The biggest bet has been on Remdesivir for weeks. The American company Gilead originally developed the drug against the Ebola virus, but it did not work against it. When Sars-CoV-2 appeared, the failed drug was taken out of the refrigerator. It got a big boost when preliminary data from April and a study published last week in the New England Journal of Medicine showed that remdesivir shortened the recovery of Covid-19 patients by an average of five days compared to a placebo.

Remdesivir received emergency approval in the US in May, and recently President Donald Trump was also treated with it. At the beginning of October, the EU Commission had signed a contract with Gilead worth one billion euros. “Remdesivir is not a dead duck like hydroxychloroquine, but neither is it a bearer of hope,” said Eric Topol of the Scripps Research Translational Institute in relation to the trade journal “Science” of the new data.

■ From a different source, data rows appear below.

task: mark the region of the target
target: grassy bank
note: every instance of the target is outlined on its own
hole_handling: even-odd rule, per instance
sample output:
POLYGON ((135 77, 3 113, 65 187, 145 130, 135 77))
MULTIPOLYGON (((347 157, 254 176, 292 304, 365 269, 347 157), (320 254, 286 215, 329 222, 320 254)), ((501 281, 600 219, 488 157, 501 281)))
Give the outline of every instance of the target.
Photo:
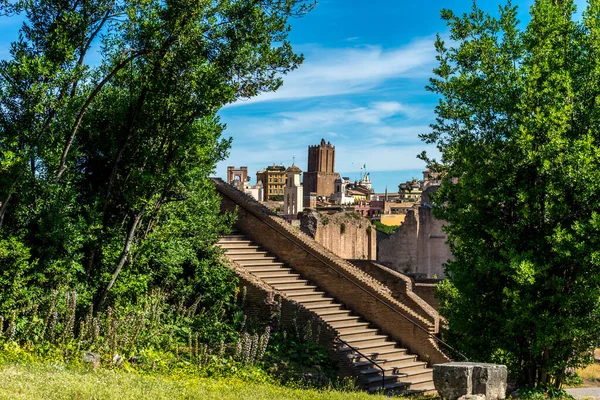
POLYGON ((54 364, 0 365, 0 399, 350 399, 379 400, 359 392, 307 390, 235 378, 198 378, 188 374, 54 364))

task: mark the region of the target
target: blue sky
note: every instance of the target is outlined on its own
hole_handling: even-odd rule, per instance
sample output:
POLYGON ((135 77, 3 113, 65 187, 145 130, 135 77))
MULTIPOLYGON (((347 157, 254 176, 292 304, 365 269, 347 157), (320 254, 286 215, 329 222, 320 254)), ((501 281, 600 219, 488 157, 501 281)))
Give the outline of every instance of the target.
MULTIPOLYGON (((496 12, 504 0, 480 0, 496 12)), ((526 22, 533 0, 513 0, 526 22)), ((585 0, 577 1, 583 7, 585 0)), ((275 93, 225 107, 230 157, 217 165, 256 171, 273 163, 306 169, 307 147, 321 138, 336 146, 336 170, 351 179, 367 165, 374 188, 396 191, 400 182, 420 177, 422 143, 436 97, 425 90, 435 66, 435 34, 447 28, 441 8, 467 12, 471 0, 320 0, 315 10, 292 20, 290 40, 305 61, 284 78, 275 93)), ((8 57, 20 22, 0 18, 0 58, 8 57)))
MULTIPOLYGON (((480 0, 497 12, 503 0, 480 0)), ((580 7, 584 1, 579 1, 580 7)), ((371 171, 374 188, 398 190, 420 177, 422 143, 434 119, 435 95, 425 90, 435 66, 435 34, 447 28, 441 8, 467 12, 471 0, 322 0, 313 12, 292 21, 290 39, 305 56, 302 66, 275 93, 238 102, 220 115, 233 138, 226 166, 255 172, 272 163, 306 169, 307 147, 321 138, 336 146, 336 170, 355 179, 360 166, 371 171)), ((519 19, 528 21, 533 0, 516 0, 519 19)))
MULTIPOLYGON (((522 2, 527 19, 531 1, 522 2)), ((497 10, 498 0, 479 1, 497 10)), ((307 147, 321 138, 336 146, 336 170, 356 179, 367 165, 376 191, 420 177, 416 155, 436 154, 422 143, 436 97, 425 90, 435 66, 435 34, 447 28, 441 8, 466 12, 470 0, 322 0, 292 21, 290 40, 305 61, 275 93, 241 101, 220 112, 233 138, 228 160, 255 173, 273 163, 306 169, 307 147)), ((521 19, 523 19, 521 18, 521 19)))

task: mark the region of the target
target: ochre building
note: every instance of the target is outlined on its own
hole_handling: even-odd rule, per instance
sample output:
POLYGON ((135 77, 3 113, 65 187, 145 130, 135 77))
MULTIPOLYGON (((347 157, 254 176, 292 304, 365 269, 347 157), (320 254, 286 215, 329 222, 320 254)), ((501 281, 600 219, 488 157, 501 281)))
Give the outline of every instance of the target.
POLYGON ((283 190, 285 188, 285 167, 283 165, 271 165, 262 171, 256 173, 256 181, 262 182, 263 201, 283 200, 283 190))
MULTIPOLYGON (((335 192, 335 146, 330 142, 308 146, 308 168, 304 173, 304 195, 316 193, 317 197, 329 197, 335 192)), ((306 206, 306 205, 305 205, 306 206)))

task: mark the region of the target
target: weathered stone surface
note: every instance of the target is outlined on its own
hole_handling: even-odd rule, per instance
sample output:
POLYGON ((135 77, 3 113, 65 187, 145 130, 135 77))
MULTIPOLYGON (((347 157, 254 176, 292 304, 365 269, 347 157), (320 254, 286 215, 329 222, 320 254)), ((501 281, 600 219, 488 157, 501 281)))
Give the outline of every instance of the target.
POLYGON ((473 394, 483 394, 487 399, 506 397, 505 365, 482 364, 473 366, 473 394))
POLYGON ((482 394, 466 394, 464 396, 460 396, 458 400, 486 400, 485 396, 482 394))
POLYGON ((433 366, 435 388, 442 398, 448 400, 471 395, 503 400, 507 375, 506 366, 498 364, 453 362, 433 366))
POLYGON ((433 384, 439 395, 456 400, 472 394, 472 365, 470 363, 445 363, 433 366, 433 384))
POLYGON ((84 351, 82 360, 84 363, 90 364, 94 369, 100 367, 100 354, 98 353, 84 351))

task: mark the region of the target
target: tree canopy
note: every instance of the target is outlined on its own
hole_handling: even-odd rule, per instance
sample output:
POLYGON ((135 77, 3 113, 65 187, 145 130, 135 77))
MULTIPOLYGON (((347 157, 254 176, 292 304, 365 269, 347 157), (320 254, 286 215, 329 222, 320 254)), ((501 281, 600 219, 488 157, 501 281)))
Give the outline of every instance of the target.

Gilead harshly criticized the results of the Solidarity study on Friday. The study design chosen there does not allow for any scientifically sound answers. The study does not meet all the necessary criteria for a meaningful, high-quality clinical study. For example, there is no placebo group. Also, the data has yet to be scientifically verified.

The low effectiveness has not been statistically confirmed.

The Solidarity authors write that remdesivir treatment showed a minor positive effect in their study. But the statistically calculated deviation interval is so large that Remdesivir cannot be said to demonstrably reduce the mortality or hospitalization rate.

The effect of Remdesivir as a therapy against Covid-19 will remain controversial for the time being. It is conceivable that administration early in the course of infection has a positive effect. Or that only some of the patients benefit. However, it is currently unclear what criteria characterize this subgroup.

Only subsequent studies with large groups of patients can answer these questions. Therefore, according to the WHO, the Solidarity Study will continue. Also, other drugs are now being tested in more detail there. The currently most promising means of combating Covid-19 remains dexamethasone, a cortisone preparation, until further notice.